Scottish lawyer and judge

Alexander Moncrieff, Lord Moncrieff FRSE (14 August 1870 – 5 August 1949), was a Scottish lawyer and judge, who was created a Senator of the College of Justice.

==Life==
Alexander Moncrieff was the third son Alexander Moncrieff, Advocate and Sheriff of Ross and Cromarty, and Hope Margaret, née Pattison.

Moncrieff studied law at the universities of Glasgow and Edinburgh.

In 1894 Moncrieff was called to the Scottish bar and in 1912 he became a King's Counsel. At this time he was living at 11 Lynedoch Place in Edinburgh's West End.

In January 1926 he was created a Senator of the College of Justice with the title of Lord Moncrieff. He was the judge for the original trial in Donoghue v. Stevenson.
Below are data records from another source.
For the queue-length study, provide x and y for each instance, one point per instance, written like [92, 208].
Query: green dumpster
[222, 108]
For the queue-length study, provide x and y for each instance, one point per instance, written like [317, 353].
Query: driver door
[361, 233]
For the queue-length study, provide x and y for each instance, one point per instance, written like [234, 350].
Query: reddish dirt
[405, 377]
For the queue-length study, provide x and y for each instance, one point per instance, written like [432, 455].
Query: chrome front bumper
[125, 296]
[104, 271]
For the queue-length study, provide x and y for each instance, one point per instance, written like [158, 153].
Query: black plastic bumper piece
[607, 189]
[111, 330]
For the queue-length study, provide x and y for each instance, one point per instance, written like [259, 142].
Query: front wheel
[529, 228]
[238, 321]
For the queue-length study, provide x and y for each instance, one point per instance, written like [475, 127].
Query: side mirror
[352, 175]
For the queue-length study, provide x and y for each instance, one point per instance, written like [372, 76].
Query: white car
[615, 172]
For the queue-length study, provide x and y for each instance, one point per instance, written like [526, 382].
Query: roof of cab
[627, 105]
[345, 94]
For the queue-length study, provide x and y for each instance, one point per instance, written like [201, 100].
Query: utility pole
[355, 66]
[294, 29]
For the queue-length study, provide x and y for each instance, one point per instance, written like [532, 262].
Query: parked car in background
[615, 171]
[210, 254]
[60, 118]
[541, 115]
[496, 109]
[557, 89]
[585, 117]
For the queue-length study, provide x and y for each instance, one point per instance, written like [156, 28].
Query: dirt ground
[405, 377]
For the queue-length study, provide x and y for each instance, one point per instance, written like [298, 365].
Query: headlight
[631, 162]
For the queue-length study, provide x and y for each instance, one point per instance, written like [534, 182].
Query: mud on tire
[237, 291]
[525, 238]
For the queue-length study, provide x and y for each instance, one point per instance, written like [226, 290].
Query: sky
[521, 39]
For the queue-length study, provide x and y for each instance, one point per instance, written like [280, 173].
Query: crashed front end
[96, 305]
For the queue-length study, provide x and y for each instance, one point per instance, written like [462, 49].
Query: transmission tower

In 1941 he was elected a Fellow of the Royal Society of Edinburgh. His proposers were Thomas Graham Robertson, Lord Robertson, Sir Edmund Taylor Whittaker, John Alexander Inglis and Sir Ernest Wedderburn.

He became Lord Justice Clerk in February 1947, succeeding Lord Cooper, but resigned later that year on the grounds of ill-health. In May 1947, he became a Privy Counsellor.

He died at his home in Edinburgh on 5 August 1949.

==Personal life==
In 1913, Moncrieff married a widow, Helen Spens (née McClelland Adams). They had three children: Helen Margaret Moncrieff (who went on to become well known as a cellist), Hugh, and Philip.

Moncrieff's daughter, Margaret Moncrieff, married the well-known Scottish pianist Alexander Kelly; and they had two daughters, Catriona Helen Moncrieff Kelly and Alison Mary Moncrieff Kelly. Catriona is Professor of Russian at New College, Oxford; and Alison is a cellist. Alison has two children, Alexander Davan Wetton and Camilla Davan Wetton.